The charity and social enterprise has worked with around 7,000 prisoners and ex-prisoners worldwide in creating art in all manner of mediums: embroidery, quilting, and furniture and needlepoint wall hangings. It has created pieces that now hang in Kensington Palace and the Victoria and Albert Museum.

Arts patron Agnes Gund of America has collected many of these works made by prisoners to use in her Agnes Gund’s Art For Justice Fund. She is attempting to help fund criminal justice reform organizations by obtaining the works so she can resell them to institutes such as Drawing Center, Aldrich Contemporary Art Museum and the New Museum.

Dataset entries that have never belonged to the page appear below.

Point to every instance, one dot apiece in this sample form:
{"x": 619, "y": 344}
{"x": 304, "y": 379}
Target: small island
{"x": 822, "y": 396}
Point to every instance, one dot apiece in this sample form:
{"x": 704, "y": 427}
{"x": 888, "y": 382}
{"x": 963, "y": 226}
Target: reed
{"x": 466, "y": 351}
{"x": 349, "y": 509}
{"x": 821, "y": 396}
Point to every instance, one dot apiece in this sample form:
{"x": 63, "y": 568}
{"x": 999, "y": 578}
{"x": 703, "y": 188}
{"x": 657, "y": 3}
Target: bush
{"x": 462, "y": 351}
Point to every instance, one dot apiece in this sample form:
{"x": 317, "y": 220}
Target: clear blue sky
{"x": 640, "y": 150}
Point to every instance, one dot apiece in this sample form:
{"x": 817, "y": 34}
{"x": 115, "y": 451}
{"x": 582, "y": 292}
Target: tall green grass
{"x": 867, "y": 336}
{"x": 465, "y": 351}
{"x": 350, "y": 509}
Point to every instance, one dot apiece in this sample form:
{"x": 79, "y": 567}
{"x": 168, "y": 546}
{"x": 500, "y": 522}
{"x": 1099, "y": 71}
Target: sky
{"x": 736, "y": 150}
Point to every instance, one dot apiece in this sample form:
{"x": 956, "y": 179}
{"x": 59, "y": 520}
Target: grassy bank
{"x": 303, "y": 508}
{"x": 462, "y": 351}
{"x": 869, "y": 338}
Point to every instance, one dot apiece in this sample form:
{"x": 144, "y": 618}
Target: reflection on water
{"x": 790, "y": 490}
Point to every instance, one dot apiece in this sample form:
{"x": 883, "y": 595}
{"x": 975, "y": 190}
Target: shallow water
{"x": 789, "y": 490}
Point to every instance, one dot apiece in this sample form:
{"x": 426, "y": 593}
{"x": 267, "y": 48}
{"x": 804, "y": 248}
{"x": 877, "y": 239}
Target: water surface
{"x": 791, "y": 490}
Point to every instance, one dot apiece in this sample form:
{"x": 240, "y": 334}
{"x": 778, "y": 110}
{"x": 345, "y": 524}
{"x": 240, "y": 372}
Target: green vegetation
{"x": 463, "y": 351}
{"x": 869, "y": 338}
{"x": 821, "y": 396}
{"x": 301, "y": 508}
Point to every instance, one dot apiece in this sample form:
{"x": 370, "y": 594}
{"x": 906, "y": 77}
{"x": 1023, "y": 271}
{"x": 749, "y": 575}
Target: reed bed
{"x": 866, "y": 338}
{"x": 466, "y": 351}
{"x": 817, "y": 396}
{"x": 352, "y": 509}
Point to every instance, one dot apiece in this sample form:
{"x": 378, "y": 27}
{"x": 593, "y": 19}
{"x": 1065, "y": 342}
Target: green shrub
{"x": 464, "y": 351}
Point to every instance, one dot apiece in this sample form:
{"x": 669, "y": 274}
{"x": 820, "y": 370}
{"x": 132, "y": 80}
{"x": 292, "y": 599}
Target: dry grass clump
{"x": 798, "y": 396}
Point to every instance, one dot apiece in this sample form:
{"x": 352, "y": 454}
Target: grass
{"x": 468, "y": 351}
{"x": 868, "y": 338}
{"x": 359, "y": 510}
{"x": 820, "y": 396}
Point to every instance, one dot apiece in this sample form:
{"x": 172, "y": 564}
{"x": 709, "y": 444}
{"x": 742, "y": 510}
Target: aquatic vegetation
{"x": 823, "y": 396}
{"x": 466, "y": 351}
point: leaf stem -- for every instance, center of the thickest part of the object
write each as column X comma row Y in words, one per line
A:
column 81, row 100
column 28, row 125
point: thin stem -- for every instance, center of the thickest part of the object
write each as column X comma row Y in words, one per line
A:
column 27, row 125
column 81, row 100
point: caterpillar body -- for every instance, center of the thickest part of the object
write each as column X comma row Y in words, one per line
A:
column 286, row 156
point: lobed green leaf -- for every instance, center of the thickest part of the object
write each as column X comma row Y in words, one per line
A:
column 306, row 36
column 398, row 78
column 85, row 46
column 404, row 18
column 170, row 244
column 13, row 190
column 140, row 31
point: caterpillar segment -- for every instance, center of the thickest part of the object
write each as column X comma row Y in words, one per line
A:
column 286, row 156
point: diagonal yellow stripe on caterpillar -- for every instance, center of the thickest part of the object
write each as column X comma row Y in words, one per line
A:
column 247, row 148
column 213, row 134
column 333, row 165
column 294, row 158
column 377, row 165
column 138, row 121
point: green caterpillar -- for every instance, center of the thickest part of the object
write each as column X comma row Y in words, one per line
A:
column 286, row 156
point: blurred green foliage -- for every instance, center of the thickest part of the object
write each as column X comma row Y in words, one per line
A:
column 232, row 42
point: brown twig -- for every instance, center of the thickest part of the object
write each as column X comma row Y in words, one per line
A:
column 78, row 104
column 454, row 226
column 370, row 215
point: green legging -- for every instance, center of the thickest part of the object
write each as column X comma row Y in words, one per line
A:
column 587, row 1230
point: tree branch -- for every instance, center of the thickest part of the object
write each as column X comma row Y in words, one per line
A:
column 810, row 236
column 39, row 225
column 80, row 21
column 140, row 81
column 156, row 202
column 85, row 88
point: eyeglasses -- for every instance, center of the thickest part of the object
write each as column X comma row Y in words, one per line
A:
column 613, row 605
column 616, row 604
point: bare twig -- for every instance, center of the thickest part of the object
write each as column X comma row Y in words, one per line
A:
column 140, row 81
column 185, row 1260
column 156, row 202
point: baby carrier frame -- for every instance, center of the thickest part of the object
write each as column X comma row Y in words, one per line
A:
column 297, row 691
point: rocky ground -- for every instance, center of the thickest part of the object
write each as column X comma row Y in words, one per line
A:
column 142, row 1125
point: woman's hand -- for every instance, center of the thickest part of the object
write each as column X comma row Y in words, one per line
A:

Some of contemporary arts big names, such as Ai Weiwei, Wolfgang Tillmans, Annie Morris, Carolina Mazzolari and Idris Kahn, have collaborated in creating these different forms of art.

Beginning in March 2020, Sotheby’s featured eight pieces from Fine Cell Work up for silent auction.

The organization also helps place ex-prisoners with jobs upon release, through its Open the Gate program. Within the last year alone, they have provided experience, training and opportunities and helped to place 25 former prisoners with jobs.

“Fine Cell has helped me get through over twelve years behind a cell door,” said one of the prisoners in the program. “It’s given me a sense of purpose and taught me so many new skills. Showed me that I’m not worthless, not useless, that I can learn, I can be creative, I can make things of beauty that other people appreciate.”